Seismic full-waveform inversion (FWI) is a powerful method used to estimate the elastic properties of the subsurface. To mitigate the nonlinearity and cycle-skipping problems, in a hierarchical manner, one first inverts the low-frequency content to determine long- and medium-wavelength structures and then increases the frequency content to obtain detailed information. However, the inversion of higher frequencies can be computationally very expensive, especially when the target of interest, such as oil/gas reservoirs and axial melt lens, is at a great depth, far away from source and receiver arrays.
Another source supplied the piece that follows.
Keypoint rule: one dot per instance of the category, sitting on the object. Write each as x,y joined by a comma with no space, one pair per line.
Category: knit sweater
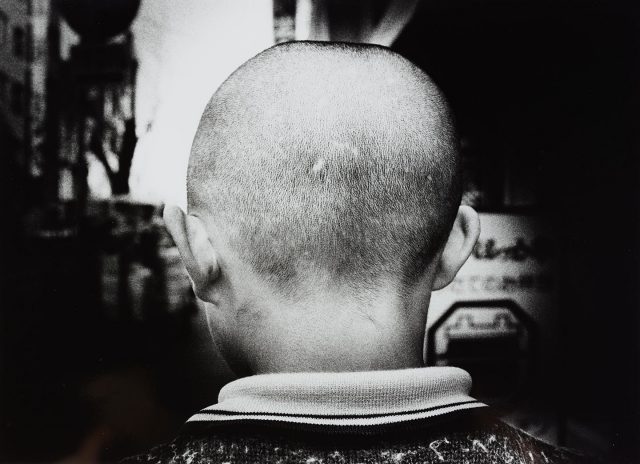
404,416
To address this problem, we have developed a localized FWI algorithm in which iterative modeling is performed locally, allowing us to extend inversions for higher frequencies with little computation effort. Our method is particularly useful for time-lapse seismic, where the changes in elastic parameters are local due to fluid extraction and injection in the subsurface. In our method, the sources and receivers are extrapolated to a region close to the target area, allowing forward modeling and inversion to be performed locally after low-frequency full-model inversion for the background model, which by nature only represents long- to medium-wavelength features. Numerical tests show that the inversion of low-frequency data for the overburden is sufficient to provide an accurate high-frequency estimation of elastic parameters of the target region.

中文翻译：

---

时移地震勘探的高频局部弹性全波形反演

地震全波形反演（FWI）是一种强大的方法，可用于估计地下的弹性特性。为了减轻非线性和循环跳跃问题，人们首先以一种分层的方式将低频成分求反以确定长波和中波结构，然后增加频率成分以获得详细的信息。但是，较高频率的反演在计算上可能会非常昂贵，尤其是当感兴趣的目标（例如油气储层和轴向熔融透镜）处于很深的深度，并且远离源阵列和接收器阵列时，尤其如此。为了解决这个问题，我们开发了一种局部FWI算法，其中在本地执行迭代建模，从而使我们能够以很少的计算工作来扩展更高频率的反演。我们的方法对于延时地震特别有用，在延时地震中，由于地下流体的抽取和注入，弹性参数的变化是局部的。在我们的方法中，将源和接收器外推到靠近目标区域的区域，从而在对背景模型进行低频全模型反演后，可以在本地执行前向建模和反演，因为自然背景下，该模型仅代表中长距离波长功能。数值测试表明，覆盖层低频数据的反演足以提供目标区域弹性参数的准确高频估计。源和接收器被外推到靠近目标区域的区域，从而允许在对背景模型进行低频全模型反演后本地进行正向建模和反演，因为自然背景仅代表长波到中波特征。数值测试表明，覆盖层低频数据的反演足以提供目标区域弹性参数的准确高频估计。源和接收器被外推到靠近目标区域的区域，从而允许在对背景模型进行低频全模型反演后本地进行正向建模和反演，因为自然背景仅代表长波到中波特征。数值测试表明，覆盖层低频数据的反演足以提供目标区域弹性参数的准确高频估计。